Let’s hope it doesn’t look like the internal employment culture of Amazon itself. Because if there’s one other thing that comes through, loud and clear, from “The Everything Store,” it’s that Jeff Bezos did not create a warm and nurturing place to work. Bezos is a tough and overbearing boss prone to “nutter” outbursts who demands long hours and doesn’t spare any compassion for those who value, say, time with their familes. In job interviews the slightest mention of desiring home-work balance was an immediate disqualifier. Those who thrived at Amazon embraced confrontation and conflict; those who didn’t left the company quickly.
Nasty bosses and insanely competitive workplaces are by no means exceptional in the technology industry. As Bezos explains, what Amazon was trying to do was hard. Staying ahead of the Internet curve required constant, unflagging effort. One could easily argue that building a successful company in such an environment required harsh working conditions. But in that respect too, Amazon is a useful metaphor for the society-wide workplace transformations that have accompanied recent technological innovation and its close cousin, globalization. Everybody seems to be working harder — the profit margins have been squeezed in industry after industry. We’re all competing against global labor forces and smart algorithms and the kind of robots that Amazon ultimately plans to install in all of its “fulfillment centers” so as to avoid the messy imperfections wrought by its current 12-dollar-an-hour warehouse workers. If computer technology is, as has been suggested, a factor in job polarization and the disappearance of middle-class jobs, then Amazon is one of the most obvious and lethal vectors for that virus.

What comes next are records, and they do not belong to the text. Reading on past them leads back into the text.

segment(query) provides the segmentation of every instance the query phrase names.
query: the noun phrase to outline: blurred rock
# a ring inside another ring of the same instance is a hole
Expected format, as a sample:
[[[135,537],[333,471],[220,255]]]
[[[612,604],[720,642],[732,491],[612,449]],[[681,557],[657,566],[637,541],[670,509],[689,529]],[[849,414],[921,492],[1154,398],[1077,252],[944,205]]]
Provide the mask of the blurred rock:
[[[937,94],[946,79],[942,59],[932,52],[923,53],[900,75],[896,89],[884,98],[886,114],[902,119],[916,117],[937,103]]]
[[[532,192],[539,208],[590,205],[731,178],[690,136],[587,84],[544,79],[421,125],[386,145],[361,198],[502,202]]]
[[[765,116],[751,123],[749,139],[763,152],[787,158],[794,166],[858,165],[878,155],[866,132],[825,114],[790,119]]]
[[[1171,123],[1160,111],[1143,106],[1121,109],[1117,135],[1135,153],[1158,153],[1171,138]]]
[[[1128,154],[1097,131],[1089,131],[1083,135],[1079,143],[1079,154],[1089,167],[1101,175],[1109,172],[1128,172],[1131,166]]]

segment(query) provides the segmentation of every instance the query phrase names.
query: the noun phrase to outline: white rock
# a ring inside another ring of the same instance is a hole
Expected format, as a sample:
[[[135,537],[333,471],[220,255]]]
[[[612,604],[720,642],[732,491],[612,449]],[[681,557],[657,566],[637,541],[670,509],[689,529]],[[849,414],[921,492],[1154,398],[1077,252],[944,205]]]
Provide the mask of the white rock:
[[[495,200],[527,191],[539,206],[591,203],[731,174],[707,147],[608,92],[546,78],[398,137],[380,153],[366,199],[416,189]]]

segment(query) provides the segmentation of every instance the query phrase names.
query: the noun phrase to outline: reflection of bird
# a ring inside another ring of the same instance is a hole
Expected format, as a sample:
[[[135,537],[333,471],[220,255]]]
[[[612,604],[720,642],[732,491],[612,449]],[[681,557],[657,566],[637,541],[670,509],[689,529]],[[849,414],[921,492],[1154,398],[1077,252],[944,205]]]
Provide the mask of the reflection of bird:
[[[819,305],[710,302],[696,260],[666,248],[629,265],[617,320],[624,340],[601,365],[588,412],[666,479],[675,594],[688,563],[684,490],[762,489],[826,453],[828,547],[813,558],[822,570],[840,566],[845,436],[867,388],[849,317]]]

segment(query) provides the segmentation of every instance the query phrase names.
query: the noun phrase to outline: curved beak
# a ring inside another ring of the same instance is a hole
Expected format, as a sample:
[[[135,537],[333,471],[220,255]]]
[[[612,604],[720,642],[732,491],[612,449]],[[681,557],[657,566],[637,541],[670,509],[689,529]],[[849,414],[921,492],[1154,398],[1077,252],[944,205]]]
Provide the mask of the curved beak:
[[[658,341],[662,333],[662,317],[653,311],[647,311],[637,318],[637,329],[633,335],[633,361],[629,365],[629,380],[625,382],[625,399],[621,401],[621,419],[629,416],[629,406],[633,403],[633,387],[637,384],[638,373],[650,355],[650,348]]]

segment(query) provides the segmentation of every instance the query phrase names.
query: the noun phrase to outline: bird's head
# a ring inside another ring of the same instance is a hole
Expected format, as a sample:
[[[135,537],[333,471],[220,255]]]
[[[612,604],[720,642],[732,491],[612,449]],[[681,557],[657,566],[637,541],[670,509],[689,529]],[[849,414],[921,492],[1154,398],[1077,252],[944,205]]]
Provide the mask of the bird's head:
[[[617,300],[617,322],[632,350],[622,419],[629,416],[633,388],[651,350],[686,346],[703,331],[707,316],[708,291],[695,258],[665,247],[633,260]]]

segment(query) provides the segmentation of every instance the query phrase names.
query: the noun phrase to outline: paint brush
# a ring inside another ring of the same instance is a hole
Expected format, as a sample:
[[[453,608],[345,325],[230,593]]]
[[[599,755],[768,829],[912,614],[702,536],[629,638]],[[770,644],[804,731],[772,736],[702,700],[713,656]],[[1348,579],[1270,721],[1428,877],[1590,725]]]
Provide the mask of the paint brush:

In his introduction, Stone writes that Bezos himself thinks it is premature to try to judge Amazon’s place in history. He’s right about that. The questions raised by Amazon’s success are open. It may well be that a single-minded fixation on delivering low prices and convenience — the Walmart and Amazon way — delivers so much benefit to consumers that all of society is better off as a result. When I think back on just the last few months and consider my Amazon purchases — a phone charger, an external hard-drive on my computer, a blender, a book on government manufacturing policy that would not conceivably be available at any local brick-and-mortar outlet — I know that I have saved both time and money while boosting Jeff Bezos’ bottom line. And I don’t want to go back to the way that things were before. Multiply by that a billion or two and we should be able to measure meaningful economy-wide productivity gains.
But I don’t yet know what Amazon means for the long-term future of the publishing industry or for the ability of authors to make a decent living or for the brick-and-mortar retail sector that still accounts for so many jobs. When we’re all buying our groceries and our jewelry and our books and our clothes and our electronics from an Amazon that fulfills our needs near instantly via robot workers, what’s left? Where does it all end?
I doubt even Bezos knows, so Brad Stone can be excused for not delivering his own answer. But I’d like a book called “The Everything Store” to push a little harder on posing the question.